How much of this was made from scratch, and how much did you pull from existing designers?
Ninety percent of the looks were custom-made. Ten to 15 percent were pulled from costume houses. And then there were over three dozen designers that I collaborated with.
We actually did find some original Coming 2 America dresses for the background [costumes] at a costume house. We mixed them in so it would have the nod to the first one.
Where were the nods?
In the menswear, in the big shapes of the dresses, the wedding dress. I didn’t want to put too many tuxedos on the royal family, I wanted to make them opulent and golden and use a lot of red. When I think of African royalty, I don’t think of a tuxedo.
There’s an Afrocentric aesthetic, which you see in the original film, but I’m Indian, and I saw a lot of that in there, too. What were some of the cross-cultural inspirations you drew from?
When I looked at a lot of African looks, especially from the East, there were a lot of East Indian influences there — you can tell that the two countries shared a lot.
I wanted to show that Zamunda wasn’t an isolated place where you can only be West or East Africa, and not one that only had an African presence — one that had a world presence, a world embracing the aesthetics. That’s the kind of a view of Africa I was interested in.
Tell me about the military looks we see on Wesley Snipes and Teyana Taylor. Were you drawing from any real militaries?
We thought, Let’s not even use inspiration from any real military, let’s just let it be a mash-up — there’s a kind of anarchy in the design. We wanted Nextdooria to be the complete opposite of the palace.
KiKi Layne was wearing a number of Puma-branded items. Can you tell me about that collaboration?
Puma had a collaboration going on with [New York–based brand] Jahnkoy. I love the Jahnkoy aesthetic, so we created those looks ourselves and built those pieces in our workshop. So I got a shirt from Puma and cut it up and made KiKi’s green-and-white outfit.

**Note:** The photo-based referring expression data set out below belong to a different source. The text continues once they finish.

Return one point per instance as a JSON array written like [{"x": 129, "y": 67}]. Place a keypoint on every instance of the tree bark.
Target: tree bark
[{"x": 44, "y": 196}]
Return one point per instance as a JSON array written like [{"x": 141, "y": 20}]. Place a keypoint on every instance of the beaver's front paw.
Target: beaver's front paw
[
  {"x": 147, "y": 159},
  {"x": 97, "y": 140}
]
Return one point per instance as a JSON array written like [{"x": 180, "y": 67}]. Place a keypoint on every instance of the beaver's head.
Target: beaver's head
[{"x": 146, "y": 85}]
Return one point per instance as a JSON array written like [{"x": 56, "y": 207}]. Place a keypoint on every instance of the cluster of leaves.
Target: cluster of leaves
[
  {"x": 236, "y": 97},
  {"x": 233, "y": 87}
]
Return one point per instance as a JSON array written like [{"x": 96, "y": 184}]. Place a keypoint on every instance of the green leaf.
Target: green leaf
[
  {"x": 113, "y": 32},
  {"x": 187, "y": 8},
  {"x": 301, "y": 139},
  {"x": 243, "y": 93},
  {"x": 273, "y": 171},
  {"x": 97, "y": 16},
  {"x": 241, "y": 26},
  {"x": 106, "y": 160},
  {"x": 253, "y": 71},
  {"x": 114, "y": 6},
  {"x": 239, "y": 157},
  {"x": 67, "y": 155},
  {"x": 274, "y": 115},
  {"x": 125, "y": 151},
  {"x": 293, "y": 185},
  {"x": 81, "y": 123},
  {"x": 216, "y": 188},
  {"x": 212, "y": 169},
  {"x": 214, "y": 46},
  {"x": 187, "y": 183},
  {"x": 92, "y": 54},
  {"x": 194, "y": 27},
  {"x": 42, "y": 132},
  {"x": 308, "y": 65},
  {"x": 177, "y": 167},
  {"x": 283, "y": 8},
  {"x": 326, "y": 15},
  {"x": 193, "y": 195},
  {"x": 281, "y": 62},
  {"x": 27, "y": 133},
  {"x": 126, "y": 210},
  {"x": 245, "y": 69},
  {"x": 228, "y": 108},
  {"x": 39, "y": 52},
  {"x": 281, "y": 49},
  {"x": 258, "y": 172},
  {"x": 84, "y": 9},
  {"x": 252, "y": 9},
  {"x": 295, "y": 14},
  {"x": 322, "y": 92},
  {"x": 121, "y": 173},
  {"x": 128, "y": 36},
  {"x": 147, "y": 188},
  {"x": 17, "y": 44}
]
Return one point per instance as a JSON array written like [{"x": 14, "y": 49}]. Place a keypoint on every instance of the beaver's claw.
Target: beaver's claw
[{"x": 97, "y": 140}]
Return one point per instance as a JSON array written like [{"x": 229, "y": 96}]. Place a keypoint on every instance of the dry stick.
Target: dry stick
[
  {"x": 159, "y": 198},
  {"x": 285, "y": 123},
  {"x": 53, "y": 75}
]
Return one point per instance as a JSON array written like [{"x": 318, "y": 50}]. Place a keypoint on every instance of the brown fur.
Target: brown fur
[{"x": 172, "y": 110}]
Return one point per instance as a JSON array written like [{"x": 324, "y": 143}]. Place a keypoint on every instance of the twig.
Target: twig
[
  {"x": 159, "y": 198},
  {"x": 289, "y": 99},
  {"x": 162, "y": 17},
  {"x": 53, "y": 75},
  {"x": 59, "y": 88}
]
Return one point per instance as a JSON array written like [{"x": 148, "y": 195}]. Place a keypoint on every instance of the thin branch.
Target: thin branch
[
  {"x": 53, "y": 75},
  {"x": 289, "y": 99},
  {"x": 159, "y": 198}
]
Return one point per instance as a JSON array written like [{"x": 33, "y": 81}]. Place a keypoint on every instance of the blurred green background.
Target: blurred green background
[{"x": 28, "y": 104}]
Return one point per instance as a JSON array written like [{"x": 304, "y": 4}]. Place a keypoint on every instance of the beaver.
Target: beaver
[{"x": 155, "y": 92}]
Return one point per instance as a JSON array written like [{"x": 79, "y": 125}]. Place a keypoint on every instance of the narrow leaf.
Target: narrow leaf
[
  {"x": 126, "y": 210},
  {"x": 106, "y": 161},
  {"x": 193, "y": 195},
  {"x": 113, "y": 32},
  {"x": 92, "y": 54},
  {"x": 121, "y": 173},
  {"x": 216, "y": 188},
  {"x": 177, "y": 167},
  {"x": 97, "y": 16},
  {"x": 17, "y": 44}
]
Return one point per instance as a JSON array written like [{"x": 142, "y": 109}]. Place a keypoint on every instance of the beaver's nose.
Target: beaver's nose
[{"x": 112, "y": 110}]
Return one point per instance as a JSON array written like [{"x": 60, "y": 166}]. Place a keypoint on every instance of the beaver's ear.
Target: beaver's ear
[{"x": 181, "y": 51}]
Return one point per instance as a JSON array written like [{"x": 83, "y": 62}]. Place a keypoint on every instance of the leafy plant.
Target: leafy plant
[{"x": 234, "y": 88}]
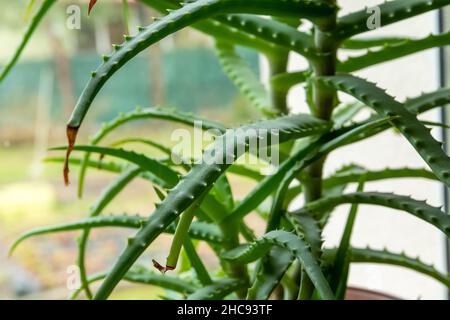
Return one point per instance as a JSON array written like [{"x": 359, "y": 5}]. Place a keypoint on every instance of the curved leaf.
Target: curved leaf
[
  {"x": 272, "y": 31},
  {"x": 147, "y": 277},
  {"x": 417, "y": 208},
  {"x": 168, "y": 114},
  {"x": 393, "y": 51},
  {"x": 298, "y": 161},
  {"x": 368, "y": 255},
  {"x": 178, "y": 19},
  {"x": 198, "y": 230},
  {"x": 273, "y": 267},
  {"x": 105, "y": 198},
  {"x": 428, "y": 101},
  {"x": 285, "y": 81},
  {"x": 244, "y": 78},
  {"x": 406, "y": 122},
  {"x": 163, "y": 175},
  {"x": 287, "y": 240},
  {"x": 220, "y": 29},
  {"x": 352, "y": 176},
  {"x": 218, "y": 290},
  {"x": 365, "y": 43}
]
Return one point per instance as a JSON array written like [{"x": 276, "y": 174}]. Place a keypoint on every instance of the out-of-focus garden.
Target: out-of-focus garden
[{"x": 35, "y": 101}]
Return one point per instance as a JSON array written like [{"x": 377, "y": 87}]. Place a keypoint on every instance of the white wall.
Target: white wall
[{"x": 378, "y": 226}]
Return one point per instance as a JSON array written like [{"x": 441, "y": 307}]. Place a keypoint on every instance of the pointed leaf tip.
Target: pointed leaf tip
[{"x": 91, "y": 5}]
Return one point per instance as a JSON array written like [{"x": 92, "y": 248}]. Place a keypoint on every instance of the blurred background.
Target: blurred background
[{"x": 182, "y": 71}]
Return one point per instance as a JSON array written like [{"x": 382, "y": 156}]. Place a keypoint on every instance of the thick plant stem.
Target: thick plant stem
[
  {"x": 324, "y": 101},
  {"x": 278, "y": 65}
]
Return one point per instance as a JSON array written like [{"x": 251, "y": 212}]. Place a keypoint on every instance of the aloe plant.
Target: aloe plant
[{"x": 196, "y": 202}]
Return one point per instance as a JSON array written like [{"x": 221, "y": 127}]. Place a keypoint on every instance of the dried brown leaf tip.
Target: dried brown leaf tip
[
  {"x": 161, "y": 268},
  {"x": 71, "y": 137}
]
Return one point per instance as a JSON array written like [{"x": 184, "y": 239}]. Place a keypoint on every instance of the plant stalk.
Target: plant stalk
[{"x": 324, "y": 102}]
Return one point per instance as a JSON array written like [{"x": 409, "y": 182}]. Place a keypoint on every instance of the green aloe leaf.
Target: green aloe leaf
[
  {"x": 218, "y": 290},
  {"x": 298, "y": 161},
  {"x": 417, "y": 208},
  {"x": 105, "y": 198},
  {"x": 428, "y": 101},
  {"x": 373, "y": 42},
  {"x": 163, "y": 175},
  {"x": 176, "y": 20},
  {"x": 221, "y": 28},
  {"x": 359, "y": 255},
  {"x": 147, "y": 277},
  {"x": 198, "y": 230},
  {"x": 390, "y": 12},
  {"x": 212, "y": 165},
  {"x": 414, "y": 131},
  {"x": 353, "y": 176},
  {"x": 393, "y": 51},
  {"x": 244, "y": 78},
  {"x": 273, "y": 267},
  {"x": 287, "y": 240},
  {"x": 168, "y": 114}
]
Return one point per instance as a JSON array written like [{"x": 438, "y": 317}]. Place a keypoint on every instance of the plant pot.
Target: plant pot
[{"x": 363, "y": 294}]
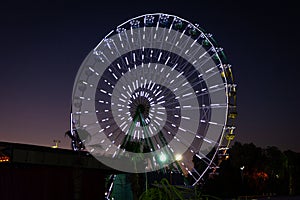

What was the most challenging piece to make? What comes to mind for me is that gold Teyana Taylor cage dress and that absolutely gigantic wedding dress …
The cage dress came from Laurel DeWitt. I went to her for crowns because she’s a metalsmith, and she just had this dress hanging out at her parents house.
The wedding dress was Lavie By CK — she did that wonderful Tracee Ellis Ross African number with the train — so I was like, let’s have her make that. That was challenging, because the train in the first movie was all the way down the corridor. Ours had its own room when we were done.
How much did it weigh?
Eighty pounds. We couldn’t hang it up. We had to put it on a dress form and then let the train just be in a separate room, an office room all by itself, because it was that huge.
What was your favorite piece?
A lace dress that we had for KiKi Layne, it was so beautiful. We painted it gold. Everybody was looking at me cross-eyed when I said that, but it was white, and I said, “She can’t be the person at the wedding in a white dress.” So we painted it gold because she was to be queen.
Was the Bulgari viper necklace that Leslie Jones put on real?
Yes. We had a security guard on set with us every time that the necklace was around. I was like, “For what? In case someone snatches it and runs out? What’s the security guard going to do? Run after it?”